A Campaign Sidekick staff member also confirmed to UpGuard’s Director of Risk Research, during one of the phone conversations, that a team of software developers in India had been engaged at some point by Campaign Sidekick, without getting into details of the arrangement.
Other artifacts from the development environment trace the relationships between multiple organizations involved in the data set. One artifact of the project’s development are the many references to Surge Data and surgedatatech.com– the name of Campaign Sidekick before rebranding. Other parts of the code show a close relationship with Voter Gravity, like the aforementioned password to access Voter Gravity's admin panel and the usage of many classes from the “Social Gravity” package that lists votergravity.com as the link to its author. To pick one specific example, a file called “campaign_in _progress_Jan30_2018.php” contains many references to Voter Gravity and identifies its domain at votergravity.com. That file also references Political Gravity and its site, politicalgravity.com, which now redirects to votercontact.org.
The CEOs of Campaign Sidekick and Voter Gravity are brothers, and their father is Jim Ryun, another GOP operative, which may help in explaining why there would be such close contact between these companies, and how they fit within the ecosystem of GOP campaign apps. The intermingling of code and sharing of data between these parties, and others like Freedomworks and the RNC (both of which are also referenced within the files), underscores how risk in any campaign app is contagious to others, and creates systemic risk for the campaign industry.
Finally, significant amounts of code are dedicated to gathering and interacting with data from Facebook. After a user has authenticated with Facebook, the app could use the “friends.get” method to search a list of their friends and retrieve information about them to compare with data in voter databases. Due to the leakage of user data through third party app developers, Facebook removed access to this API for all developers in 2015. After that, however, Facebook continued to provide access to friends' data to a smaller group of "integration partners" until at least July of 2018, when they reported those data sharing agreements to Congress. References in the Campaign Sidekick collection to FQL– the Facebook Query Language– also place portions of the code prior to Facebook’s efforts to limit third party developers’ access to the friends graph.
The operation that the Campaign Sidekick code could perform on Facebook– using an authenticated user’s session to search for their friends– was common at that time and supported by the base Facebook class written and distributed by Facebook. Campaign Sidekick then cross-referenced the names of those individuals with the ones in their voter database to discover the real identities of those Facebook accounts and vice versa. As UpGuard has previously reported, that data could then be used for additional targeting of those individuals on Facebook, and elsewhere, with tailored messages.

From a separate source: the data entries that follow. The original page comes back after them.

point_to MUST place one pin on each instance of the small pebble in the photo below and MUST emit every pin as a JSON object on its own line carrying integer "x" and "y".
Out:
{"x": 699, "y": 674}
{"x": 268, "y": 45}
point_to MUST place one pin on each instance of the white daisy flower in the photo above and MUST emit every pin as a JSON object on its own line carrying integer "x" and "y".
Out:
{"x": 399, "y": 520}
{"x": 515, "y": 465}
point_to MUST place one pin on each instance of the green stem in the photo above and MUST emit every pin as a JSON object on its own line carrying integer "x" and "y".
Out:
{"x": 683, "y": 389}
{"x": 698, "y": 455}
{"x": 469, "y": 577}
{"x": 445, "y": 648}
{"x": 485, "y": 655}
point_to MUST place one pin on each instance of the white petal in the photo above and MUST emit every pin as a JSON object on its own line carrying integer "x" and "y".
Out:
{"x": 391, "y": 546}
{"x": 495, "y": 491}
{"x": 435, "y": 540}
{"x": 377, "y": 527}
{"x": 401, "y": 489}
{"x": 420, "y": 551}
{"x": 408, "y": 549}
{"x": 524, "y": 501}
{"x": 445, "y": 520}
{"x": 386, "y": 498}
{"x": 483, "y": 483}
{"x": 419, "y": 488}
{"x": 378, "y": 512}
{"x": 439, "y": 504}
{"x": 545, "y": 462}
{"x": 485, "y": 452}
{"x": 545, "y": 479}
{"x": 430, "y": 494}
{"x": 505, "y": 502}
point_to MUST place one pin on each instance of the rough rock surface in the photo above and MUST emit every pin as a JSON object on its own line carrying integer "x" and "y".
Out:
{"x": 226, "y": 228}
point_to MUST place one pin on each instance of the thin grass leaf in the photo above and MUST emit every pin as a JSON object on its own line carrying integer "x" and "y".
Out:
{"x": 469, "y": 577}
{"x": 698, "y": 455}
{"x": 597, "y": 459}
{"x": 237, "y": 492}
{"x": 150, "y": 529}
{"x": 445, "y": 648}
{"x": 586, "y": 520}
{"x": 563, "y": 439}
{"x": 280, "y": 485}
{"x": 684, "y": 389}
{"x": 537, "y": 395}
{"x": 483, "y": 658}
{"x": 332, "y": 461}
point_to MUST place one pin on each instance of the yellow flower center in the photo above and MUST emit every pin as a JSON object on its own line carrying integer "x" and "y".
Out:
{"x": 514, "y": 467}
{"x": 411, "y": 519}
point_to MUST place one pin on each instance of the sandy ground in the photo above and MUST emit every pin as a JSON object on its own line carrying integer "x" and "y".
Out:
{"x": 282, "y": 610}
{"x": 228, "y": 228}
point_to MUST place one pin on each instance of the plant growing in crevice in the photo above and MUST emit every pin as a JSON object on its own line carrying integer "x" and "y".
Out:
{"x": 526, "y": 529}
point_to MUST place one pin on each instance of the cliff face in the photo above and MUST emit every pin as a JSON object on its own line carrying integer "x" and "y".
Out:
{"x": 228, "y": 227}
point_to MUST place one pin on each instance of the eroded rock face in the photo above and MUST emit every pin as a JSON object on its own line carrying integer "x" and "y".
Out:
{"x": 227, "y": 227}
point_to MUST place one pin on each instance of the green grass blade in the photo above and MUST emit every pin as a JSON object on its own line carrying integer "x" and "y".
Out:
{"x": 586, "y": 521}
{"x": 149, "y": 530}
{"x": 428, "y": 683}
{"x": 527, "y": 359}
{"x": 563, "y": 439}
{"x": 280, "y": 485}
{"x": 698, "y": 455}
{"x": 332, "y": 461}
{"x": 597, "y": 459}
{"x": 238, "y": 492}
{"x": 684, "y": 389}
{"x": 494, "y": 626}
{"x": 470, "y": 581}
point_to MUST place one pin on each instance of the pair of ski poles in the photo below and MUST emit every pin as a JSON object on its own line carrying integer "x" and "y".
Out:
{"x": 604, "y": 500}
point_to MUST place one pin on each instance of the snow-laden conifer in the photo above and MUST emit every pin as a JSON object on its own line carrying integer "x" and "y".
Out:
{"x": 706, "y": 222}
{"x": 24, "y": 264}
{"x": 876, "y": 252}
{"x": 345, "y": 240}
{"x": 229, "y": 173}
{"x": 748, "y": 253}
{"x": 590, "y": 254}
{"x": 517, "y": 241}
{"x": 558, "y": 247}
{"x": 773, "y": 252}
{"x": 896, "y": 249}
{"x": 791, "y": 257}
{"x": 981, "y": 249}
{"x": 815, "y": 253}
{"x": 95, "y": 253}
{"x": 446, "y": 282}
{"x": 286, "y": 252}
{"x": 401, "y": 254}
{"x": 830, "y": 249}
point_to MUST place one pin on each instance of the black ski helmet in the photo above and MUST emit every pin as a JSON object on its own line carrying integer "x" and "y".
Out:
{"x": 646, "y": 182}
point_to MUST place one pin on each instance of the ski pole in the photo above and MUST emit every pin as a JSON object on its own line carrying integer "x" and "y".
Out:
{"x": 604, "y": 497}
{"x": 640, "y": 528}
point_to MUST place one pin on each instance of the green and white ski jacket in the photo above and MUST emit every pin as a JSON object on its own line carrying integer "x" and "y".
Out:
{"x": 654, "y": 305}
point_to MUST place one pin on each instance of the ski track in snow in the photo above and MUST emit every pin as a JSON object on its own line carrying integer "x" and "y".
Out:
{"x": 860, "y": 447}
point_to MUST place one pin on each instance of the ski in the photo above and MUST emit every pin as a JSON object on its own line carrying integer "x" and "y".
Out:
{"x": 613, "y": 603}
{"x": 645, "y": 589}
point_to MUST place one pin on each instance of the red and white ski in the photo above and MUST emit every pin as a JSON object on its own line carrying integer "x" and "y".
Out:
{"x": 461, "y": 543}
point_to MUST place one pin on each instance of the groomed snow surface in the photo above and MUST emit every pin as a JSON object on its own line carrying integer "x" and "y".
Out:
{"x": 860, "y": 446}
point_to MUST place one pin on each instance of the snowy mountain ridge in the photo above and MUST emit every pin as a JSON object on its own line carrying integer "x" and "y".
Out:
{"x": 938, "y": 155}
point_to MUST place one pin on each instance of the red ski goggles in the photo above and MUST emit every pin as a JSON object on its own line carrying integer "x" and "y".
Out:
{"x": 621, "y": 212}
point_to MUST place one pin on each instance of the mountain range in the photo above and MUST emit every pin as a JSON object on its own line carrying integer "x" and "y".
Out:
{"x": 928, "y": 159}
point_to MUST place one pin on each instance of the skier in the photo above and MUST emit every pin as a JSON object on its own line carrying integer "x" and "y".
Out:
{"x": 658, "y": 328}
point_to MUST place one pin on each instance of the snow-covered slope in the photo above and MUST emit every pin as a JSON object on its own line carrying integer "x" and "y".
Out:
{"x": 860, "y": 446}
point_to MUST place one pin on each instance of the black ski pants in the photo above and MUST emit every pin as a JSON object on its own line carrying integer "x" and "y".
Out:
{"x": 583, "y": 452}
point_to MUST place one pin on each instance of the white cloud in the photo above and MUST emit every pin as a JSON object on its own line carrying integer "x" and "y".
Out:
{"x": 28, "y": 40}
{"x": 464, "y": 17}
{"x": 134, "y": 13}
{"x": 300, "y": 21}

While Facebook has since banned many capabilities which made it easy for app developers to harvest their users’ friends data en masse, its capabilities as an entry point from the real world of political campaigning into the digital world of targeted advertisement made it uniquely useful for apps like this one and the GOP’s overall data strategy. In a video uploaded six months ago, the CEO of Campaign Sidekick can be seen wearing a Facebook shirt.
Data exposures like this one are not a function of party affiliation or political beliefs– UpGuard has also reported exposures related to the Hillary Clinton's Senate campaign and the Russian Federation. Data exposures are an inherent risk of digital technologies that are managed by imperfect human operators. As political campaigning has become increasingly digitized, so has the risk increased for the exposure of data processed by the growing campaign industry.